The child awoke, sobbing, and had begun to scream again, when the watchman returned with a young and shabby doctor with an amazed expression and incredulous eyes. Though Martin had never seen him before, he had seen Martin in his carriage many times, and recognizing him, was overcome with trepidation and embarrassed nervousness. He examined the child with his fine thin young hands, and then gave her a crushed tablet in water. Then standing up, he turned to Martin and shook his head. “She ought to have had a doctor before this,” he said. “I’m sorry, sir, but it’s septic ear. They do operations on it, now, but it’s very dangerous, and almost always fatal. But I think it’s even too late for that, Mr. Barbour.”

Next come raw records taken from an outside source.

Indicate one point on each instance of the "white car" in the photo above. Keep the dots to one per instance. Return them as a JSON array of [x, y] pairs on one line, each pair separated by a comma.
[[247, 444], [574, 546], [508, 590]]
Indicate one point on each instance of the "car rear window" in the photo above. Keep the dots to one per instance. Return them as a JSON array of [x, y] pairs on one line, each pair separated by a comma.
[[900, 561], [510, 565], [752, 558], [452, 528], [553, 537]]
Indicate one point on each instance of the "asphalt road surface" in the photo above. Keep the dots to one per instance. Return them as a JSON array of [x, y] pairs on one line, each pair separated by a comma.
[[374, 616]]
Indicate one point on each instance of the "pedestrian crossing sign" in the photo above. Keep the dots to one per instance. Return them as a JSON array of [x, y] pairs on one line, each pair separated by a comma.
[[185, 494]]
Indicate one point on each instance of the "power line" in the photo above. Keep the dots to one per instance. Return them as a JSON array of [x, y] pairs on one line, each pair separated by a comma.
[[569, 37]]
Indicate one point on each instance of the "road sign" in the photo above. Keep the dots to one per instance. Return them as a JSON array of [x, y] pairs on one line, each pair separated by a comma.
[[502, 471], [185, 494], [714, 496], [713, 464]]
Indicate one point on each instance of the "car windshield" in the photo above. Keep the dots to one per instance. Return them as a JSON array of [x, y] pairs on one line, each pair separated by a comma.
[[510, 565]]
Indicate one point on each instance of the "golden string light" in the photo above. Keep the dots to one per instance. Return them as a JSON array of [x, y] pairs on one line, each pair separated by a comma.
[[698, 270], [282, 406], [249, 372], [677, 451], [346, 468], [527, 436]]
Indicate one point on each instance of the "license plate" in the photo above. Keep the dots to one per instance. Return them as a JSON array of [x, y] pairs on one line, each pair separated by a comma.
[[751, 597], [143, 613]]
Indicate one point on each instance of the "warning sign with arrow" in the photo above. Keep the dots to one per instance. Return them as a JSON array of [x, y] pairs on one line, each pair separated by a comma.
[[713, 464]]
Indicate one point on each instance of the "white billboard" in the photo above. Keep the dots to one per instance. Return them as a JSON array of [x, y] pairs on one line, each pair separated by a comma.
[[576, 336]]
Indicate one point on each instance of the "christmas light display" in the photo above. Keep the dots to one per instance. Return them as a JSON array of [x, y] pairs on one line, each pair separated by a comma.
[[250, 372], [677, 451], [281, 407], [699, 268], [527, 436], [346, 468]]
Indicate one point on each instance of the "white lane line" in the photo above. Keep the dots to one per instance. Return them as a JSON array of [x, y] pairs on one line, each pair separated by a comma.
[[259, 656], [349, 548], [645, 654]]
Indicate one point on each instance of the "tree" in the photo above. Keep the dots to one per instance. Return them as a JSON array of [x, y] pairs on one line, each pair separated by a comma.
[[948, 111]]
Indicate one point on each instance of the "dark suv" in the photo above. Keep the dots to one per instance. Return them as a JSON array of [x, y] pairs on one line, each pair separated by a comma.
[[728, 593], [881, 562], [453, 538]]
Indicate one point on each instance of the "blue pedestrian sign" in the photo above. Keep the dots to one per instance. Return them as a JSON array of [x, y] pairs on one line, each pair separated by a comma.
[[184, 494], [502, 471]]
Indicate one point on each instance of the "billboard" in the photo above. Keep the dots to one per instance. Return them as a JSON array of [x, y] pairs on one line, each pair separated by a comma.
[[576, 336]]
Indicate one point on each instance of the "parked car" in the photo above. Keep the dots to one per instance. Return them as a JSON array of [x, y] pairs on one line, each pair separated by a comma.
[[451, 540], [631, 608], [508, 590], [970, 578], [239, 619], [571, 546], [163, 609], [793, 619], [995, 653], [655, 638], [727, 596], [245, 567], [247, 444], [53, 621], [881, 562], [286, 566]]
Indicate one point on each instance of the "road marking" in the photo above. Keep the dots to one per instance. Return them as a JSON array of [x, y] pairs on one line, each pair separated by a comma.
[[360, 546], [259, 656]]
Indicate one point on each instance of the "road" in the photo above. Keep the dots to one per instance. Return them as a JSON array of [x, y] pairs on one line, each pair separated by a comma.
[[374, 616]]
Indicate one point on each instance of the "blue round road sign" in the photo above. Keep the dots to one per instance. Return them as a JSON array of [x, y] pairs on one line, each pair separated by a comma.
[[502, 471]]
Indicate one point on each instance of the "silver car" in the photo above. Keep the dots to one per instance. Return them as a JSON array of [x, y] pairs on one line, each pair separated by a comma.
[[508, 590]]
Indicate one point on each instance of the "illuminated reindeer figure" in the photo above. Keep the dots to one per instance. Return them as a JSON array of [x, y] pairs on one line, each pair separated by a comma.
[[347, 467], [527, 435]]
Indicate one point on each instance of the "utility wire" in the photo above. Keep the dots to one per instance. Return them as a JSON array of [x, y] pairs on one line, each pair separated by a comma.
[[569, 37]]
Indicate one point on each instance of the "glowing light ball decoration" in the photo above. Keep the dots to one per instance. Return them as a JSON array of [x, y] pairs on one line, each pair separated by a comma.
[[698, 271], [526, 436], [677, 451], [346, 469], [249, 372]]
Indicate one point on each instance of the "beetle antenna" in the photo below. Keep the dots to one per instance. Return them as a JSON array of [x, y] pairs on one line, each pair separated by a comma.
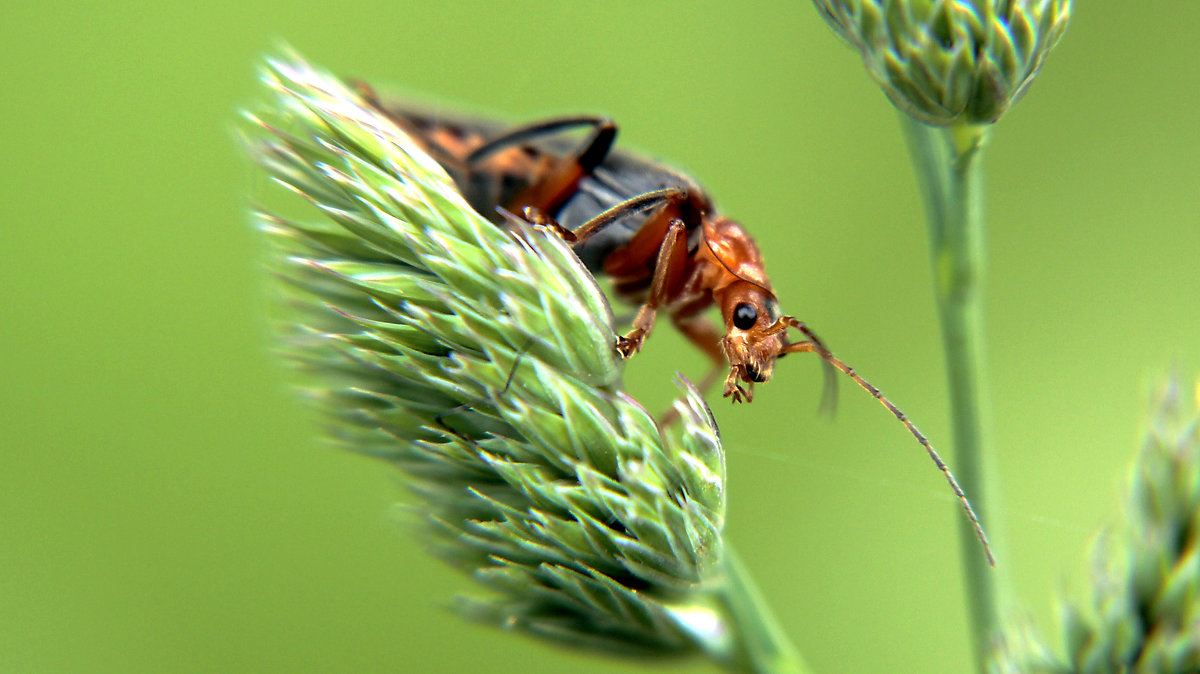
[[815, 344]]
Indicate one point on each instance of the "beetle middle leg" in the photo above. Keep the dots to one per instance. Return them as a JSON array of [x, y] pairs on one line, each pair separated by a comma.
[[671, 257]]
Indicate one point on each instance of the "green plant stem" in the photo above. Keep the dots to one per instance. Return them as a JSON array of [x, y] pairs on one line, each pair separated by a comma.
[[948, 163], [756, 644]]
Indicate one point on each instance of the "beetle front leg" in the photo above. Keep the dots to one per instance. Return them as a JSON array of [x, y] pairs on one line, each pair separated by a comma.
[[733, 389], [672, 256]]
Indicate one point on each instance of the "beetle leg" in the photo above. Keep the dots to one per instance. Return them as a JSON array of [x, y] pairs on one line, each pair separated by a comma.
[[733, 389], [671, 256]]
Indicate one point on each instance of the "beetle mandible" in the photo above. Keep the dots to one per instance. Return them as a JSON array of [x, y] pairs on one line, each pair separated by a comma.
[[653, 230]]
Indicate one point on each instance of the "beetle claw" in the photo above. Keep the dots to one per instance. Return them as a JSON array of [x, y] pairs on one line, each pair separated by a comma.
[[630, 343]]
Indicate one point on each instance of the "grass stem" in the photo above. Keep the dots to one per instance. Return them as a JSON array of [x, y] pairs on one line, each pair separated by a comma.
[[948, 164]]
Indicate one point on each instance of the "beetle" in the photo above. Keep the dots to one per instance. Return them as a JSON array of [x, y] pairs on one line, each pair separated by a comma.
[[652, 229]]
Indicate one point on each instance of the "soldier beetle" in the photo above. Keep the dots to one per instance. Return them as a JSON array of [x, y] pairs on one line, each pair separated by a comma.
[[653, 230]]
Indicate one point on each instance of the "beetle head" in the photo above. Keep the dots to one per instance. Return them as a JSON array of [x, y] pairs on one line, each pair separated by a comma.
[[754, 336]]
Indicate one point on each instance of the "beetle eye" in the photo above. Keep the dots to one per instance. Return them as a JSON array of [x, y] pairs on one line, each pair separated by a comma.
[[744, 316]]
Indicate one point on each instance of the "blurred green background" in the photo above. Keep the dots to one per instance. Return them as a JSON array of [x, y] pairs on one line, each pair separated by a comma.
[[166, 505]]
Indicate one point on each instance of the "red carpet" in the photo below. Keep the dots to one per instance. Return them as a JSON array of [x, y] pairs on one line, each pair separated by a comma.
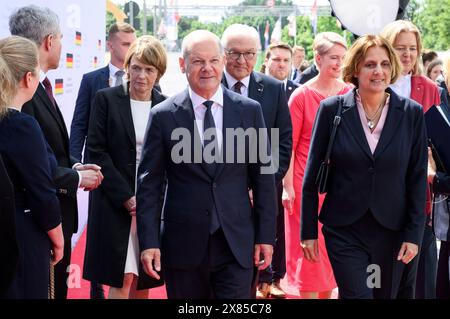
[[79, 288]]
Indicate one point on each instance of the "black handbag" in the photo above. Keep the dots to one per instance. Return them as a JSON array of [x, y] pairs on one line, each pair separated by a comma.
[[322, 175]]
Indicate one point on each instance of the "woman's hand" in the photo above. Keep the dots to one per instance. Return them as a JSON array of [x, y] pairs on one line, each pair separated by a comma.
[[57, 239], [311, 249], [407, 252], [288, 198]]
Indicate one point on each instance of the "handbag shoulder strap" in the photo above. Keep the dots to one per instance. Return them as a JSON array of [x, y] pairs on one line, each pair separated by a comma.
[[336, 121]]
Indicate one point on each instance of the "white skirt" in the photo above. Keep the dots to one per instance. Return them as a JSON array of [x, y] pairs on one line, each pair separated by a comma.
[[132, 263]]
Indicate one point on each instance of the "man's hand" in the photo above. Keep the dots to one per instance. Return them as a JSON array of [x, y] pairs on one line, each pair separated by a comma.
[[311, 249], [407, 252], [267, 252], [151, 260], [288, 198], [130, 205]]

Martin looked back at him steadily and quietly. “Look here, nothing must be spared for this child. She must have everything. How about a hospital? Nurses? A doctor from New York or Philadelphia?”

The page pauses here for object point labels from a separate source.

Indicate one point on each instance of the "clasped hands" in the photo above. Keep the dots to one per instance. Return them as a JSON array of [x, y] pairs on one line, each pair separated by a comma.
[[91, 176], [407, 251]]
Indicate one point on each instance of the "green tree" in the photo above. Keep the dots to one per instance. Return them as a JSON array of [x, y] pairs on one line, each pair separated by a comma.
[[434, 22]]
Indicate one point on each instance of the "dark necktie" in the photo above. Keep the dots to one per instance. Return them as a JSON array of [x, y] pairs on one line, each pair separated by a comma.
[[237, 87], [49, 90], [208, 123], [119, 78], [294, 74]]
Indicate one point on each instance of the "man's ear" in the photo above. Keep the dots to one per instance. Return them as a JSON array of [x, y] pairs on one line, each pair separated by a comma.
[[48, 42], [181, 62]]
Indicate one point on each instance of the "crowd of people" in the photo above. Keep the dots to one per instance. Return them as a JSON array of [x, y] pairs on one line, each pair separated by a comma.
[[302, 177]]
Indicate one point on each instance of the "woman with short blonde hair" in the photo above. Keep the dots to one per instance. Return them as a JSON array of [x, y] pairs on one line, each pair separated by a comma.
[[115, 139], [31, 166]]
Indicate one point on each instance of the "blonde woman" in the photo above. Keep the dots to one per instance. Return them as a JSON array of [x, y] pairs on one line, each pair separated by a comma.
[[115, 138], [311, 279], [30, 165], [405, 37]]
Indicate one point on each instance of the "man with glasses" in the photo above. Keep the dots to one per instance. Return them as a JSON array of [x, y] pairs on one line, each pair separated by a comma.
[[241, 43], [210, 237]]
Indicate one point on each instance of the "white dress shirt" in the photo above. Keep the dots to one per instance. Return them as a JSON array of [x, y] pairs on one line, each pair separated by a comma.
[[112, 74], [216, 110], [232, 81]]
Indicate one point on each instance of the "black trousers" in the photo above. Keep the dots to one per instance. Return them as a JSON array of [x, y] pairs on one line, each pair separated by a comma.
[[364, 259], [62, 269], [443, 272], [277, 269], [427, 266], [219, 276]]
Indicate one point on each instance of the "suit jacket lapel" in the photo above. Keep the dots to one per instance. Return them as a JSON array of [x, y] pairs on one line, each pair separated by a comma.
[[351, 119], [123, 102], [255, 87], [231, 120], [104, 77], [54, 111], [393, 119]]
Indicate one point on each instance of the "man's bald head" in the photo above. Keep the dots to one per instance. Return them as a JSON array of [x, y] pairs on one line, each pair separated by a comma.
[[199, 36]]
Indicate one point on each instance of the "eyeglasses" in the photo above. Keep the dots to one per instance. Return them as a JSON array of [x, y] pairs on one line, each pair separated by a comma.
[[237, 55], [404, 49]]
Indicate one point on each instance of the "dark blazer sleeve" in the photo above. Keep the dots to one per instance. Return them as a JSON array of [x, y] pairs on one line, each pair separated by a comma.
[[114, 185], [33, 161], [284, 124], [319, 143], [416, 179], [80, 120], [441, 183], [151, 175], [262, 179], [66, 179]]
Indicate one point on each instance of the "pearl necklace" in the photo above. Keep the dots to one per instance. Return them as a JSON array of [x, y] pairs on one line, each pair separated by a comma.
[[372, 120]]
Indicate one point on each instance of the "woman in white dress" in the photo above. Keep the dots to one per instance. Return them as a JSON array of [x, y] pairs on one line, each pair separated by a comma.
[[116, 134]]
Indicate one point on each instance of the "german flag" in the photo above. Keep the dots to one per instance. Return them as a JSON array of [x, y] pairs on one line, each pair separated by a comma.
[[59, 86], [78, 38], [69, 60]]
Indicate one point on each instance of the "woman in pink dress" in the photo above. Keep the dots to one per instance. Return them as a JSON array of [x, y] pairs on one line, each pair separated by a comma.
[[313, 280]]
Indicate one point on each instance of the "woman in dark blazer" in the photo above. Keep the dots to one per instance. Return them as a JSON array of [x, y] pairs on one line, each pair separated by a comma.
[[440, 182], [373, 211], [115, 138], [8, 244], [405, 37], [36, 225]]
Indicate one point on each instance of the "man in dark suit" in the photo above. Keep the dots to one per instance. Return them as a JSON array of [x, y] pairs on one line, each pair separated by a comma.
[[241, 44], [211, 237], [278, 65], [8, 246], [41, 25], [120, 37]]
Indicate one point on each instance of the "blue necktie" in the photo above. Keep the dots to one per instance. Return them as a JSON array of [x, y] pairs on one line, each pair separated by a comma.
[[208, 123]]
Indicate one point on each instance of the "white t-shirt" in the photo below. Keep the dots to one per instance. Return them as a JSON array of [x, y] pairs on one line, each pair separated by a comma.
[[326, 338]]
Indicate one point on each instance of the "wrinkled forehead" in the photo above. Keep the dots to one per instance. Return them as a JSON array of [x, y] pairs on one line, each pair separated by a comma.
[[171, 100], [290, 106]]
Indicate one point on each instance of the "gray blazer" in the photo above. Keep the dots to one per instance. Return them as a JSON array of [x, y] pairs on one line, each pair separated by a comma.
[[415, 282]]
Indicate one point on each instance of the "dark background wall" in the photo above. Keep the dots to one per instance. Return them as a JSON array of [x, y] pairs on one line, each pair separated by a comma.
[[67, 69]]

The young doctor shook his head slightly. “Our hospitals aren’t—aren’t very good, sir. Pesthouses of infection. It’s the crime of the nineteenth century, that no one has ever done anything about our hospitals. Worse than prisons, and not much cleaner. Mr. Barbour, sir, you can’t realize what is going on in the world! Only a doctor knows. And we’re helpless. Our hospitals aren’t fit for dogs, and no one tries to do anything about it. We have no adequate nursing, only women who are little better than outcasts, drudges and drunken slatterns. Every doctor knows what is needed, but the poor ones are helpless, and the rich are indifferent. Wealthy people can have the best in their own homes—” He gestured helplessly. “For the poor, they can get along by the casual help of nature, or die. Sometimes death is best for them. Hospitals sometimes prolong their suffering, or kill them quicker.” His young face became hard and twisted with bitterness.